Martin Eden
Italy (2019) Dir. Pietro Marcello
Does art influence culture or does culture influence art? Do you have to be a certain class of person to appreciate or create art, or can you become a certain type of person because you appreciate or create art? In other words, can the two co-exist without one scorning the other?
Uneducated sailor Martin Eden (Luca Marinelli) lives a proletariat’s life until he saves Arturo Orsini (Giustiniano Alpi) from a beating. As a reward, Arturo takes Martin to his bourgeois home for a thank you dinner, where he is impressed by their art collection and Artruo’s sister Elena (Jessica Cressy). She lends Martin a book by Baudelaire, beginning his affair with literature, igniting his desire to become a writer.
Lacking academic qualifications, Martin carries on regardless, earning constant rejections for his poems and short stories. After discovering the political writings of Herbert Spencer and meeting philosopher Russ Brissenden (Carlo Cecchi), Martin decides to write about similar issues and his career takes off. In later life, as a successful author, Martin finds himself at odds with the grand life he now lives and his political opinions.
That has to be one of the heaviest plot summaries I’ve ever written, though I am sure there will be some who won’t describe this as a heavy film. It is a ponderous one, and at 128 minutes often a slog, due to the pronounced philosophical and political discourse, despite the fact this isn’t really about either of those issue per se; as alluded to at the beginning of this review, this is asking if art makes the man or man makes the art.
Martin Eden is loosely adapted from the 1909 novel by Jack London, a writer known primarily for his adventure stories who was, like Eden, bored with the fame these novels brought him. London’s original work, based in US but relocated to Italy here, was written as a spleen venting exercise in response to not being recognised for his true artistic ambitions. He later claimed his main point of attacking individualism was missed.
In fact, that is was a core difference between London and Eden – London was a socialist whilst Eden denied this ideal, referring to it as slave morality yet confusingly was always fighting a silent war against the bourgeoisie.

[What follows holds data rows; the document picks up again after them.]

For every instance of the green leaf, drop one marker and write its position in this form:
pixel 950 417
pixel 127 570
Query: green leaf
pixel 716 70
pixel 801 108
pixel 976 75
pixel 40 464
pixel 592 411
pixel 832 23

Arriving at Chez Orsini, the housekeeper sneers at the uncouth visitor like he was dirt on her shoe, and the atmosphere at the dinner table is gravid with pretence and duty.
Enchanted by Elena and the books lent to him, Martin endeavours to better himself but finds resistance, even told he must start at junior school to pass his formal education. Rather tellingly, Elena appears unbothered by Martin’s working class background yet is the one who tells him he’ll never be a writer without an education – is she inspiring him to improve himself or so she has a qualified intellectual on her arm?
Success isn’t immediate, but Martin perseveres until he finally strikes gold, and within the two-year window he asks Elena to give him. However, Elena thinks Martin should be writing nice stories to entertain people, not dark, politically angry pieces where despair rules. She is proven wrong when his stories become more successful, yet at the same time the Orsini family suddenly see Martin as suitable for Elena after all.
Jump forward a few years and Martin is now a global name, living in luxury with his new girlfriend Margherita (Denise Sardisco), a former waitress he met whilst with Elena, but now an insufferable egomaniac. Like a rock star in full addiction mode, he can barely function yet churns out rubbish and expects the public to swallow, yet hates them when they do and loathes them if they don’t.
Ordinarily, this would be the “becoming the very thing you hated” trope but there is a subtle nuance at work here – Martin is very aware of the riches his writing has bought him but it really hasn’t made him happy. Internally, he is fighting a battle with himself as a man betraying his working class principles to preach to the same group of people from his ivory tower. But like London’s “botched” attempt, this doesn’t come across as such, instead painting Martin as someone up his own arse.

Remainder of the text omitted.